The first thing I did when the Rangers won Game 3 was go to the convenient store on the corner and buy $20 worth of Powerball tickets. The Rangers broke their scoring drought of 124:06, which spanned from 16:44 of the period of Game 1 through all of Game 2 and overtime and 12:50 into Game 3. It was the first time the Rangers had scored four goals in a playoff game since their first game of last postseason last year (they played 20 playoff games last year), which means we all basically saw one of those rare comets on Monday night. So why wouldn’t I go out and buy Powerball tickets?
But really those facts might not be the craziest of all. You know what I’m talking about … Brian Boyle scored! Yes, it was indeed my favorite Ranger who ended the Rangers’ goal-scoring drought at 12:50 of the first period. The same Brian Boyle who scored two goals in 38 games this season. I knew that I always liked him. And not only did Boyle score, but Arron Asham scored too. He had two goals in 27 games this year. Who said secondary scoring was a problem?
Don’t count on four goals in Game 4 because like I said, that’s a once-a-year accomplishment and we won’t be seeing it until the 2013-14 postseason. But maybe we can count on Rick Nash (0-1-1) and Brad Richards (0-0-0) and Ryan Callahan (0-1-1) to contribute offensively in Game 4? Would that be too much to ask for the Rangers’ Top 3 paid skaters, totaling $18,741,667 this season? No? OK, I didn’t think so.

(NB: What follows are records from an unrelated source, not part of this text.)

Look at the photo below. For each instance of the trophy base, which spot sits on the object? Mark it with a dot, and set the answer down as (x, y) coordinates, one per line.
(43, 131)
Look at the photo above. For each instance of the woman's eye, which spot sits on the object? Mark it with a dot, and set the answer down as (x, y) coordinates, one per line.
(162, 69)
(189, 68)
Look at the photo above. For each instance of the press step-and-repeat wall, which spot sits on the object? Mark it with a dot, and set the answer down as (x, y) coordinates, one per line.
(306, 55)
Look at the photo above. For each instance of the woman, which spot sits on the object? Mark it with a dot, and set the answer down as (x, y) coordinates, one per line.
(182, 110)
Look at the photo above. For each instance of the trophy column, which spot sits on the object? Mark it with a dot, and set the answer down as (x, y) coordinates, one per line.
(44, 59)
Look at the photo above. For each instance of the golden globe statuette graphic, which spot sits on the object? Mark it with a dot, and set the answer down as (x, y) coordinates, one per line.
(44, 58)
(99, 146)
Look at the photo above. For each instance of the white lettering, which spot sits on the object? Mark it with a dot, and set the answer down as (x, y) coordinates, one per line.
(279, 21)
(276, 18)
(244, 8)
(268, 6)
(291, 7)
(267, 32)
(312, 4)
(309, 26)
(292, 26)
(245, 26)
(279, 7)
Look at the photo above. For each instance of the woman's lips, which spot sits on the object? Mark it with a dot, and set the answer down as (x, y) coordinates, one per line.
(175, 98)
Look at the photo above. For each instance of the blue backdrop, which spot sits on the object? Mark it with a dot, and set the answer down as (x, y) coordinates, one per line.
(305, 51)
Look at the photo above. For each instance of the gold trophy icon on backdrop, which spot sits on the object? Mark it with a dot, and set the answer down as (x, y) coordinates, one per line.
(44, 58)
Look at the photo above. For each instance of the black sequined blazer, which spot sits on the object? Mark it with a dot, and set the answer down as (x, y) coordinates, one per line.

– No, no one expects Henrik Lundqvist to give up three goals ever, let alone in a playoff game, but he did and for once the Rangers offense was able to bail him out. It’s weird how no one is suggesting that Lundqvist needs to play better in the playoffs when the offense actually does its job. It’s just so odd how that happens.
I wasn’t sure if Henrik Lundqvist (24-16-3, 2.05, .926) was going to be a Vezina finalist after the shaky start to the shortened season, but he is along with the Blue Jackets’ Sergei Bobrovsky (21-11-6, 2.00, .932) and the Sharks’ Antti Niemi (24-12-6, 2.16, .924). There really isn’t a clear frontrunner the way there was a year ago with Lundqvist and you could make the case for any of them (and Tuukka Rask), but my vote would go to Lundqvist, obviously. What? I’m not bias.
– How much more fun to watch are the Islanders than the Rangers? The Islanders might go down in the first round, as might the Rangers, but at least they are making Pittsburgh work for the second round. The Islanders were the worst possible matchup for the Penguins between the Islanders, Rangers and Senators and there’s no doubt in my mind that the Rangers would have been a red carpet for the Penguins to the conference semis.
– Jim Dolan and Glen Sather don’t want to fire John Tortorella. Had the Rangers missed the playoffs a year after going to the conference finals and after trading for Rick Nash and getting rid of Marian Gaborik instead of the coach, I believe Tortorella would be employed right now. But the Rangers made the playoffs and saved Tortorella his job, even though I think he should need a second consecutive conference finals appearance to save it. That means the only Ranger that needs a Cup to keep their job is Brad Richards, who could be bought out at the end of the season.
Richards has been awful in the series after a disappointing regular season. He has been as much of a power-play specialist as Tortorella has been and if the Capitals eliminate the Rangers a lot of the blame will be placed on the Rangers’ third-highest paid player
– If Pierre McGuire analyzes one replay during Game 4 without citing a player’s hometown or junior or college team, I will walk to Washington D.C. for Game 5.
The saying goes, “It’s not a series until the home team loses,” but around here the saying goes, “It’s not a series until the Rangers win a game.” They finally did that in Game 3. They have to do it again in Game 4.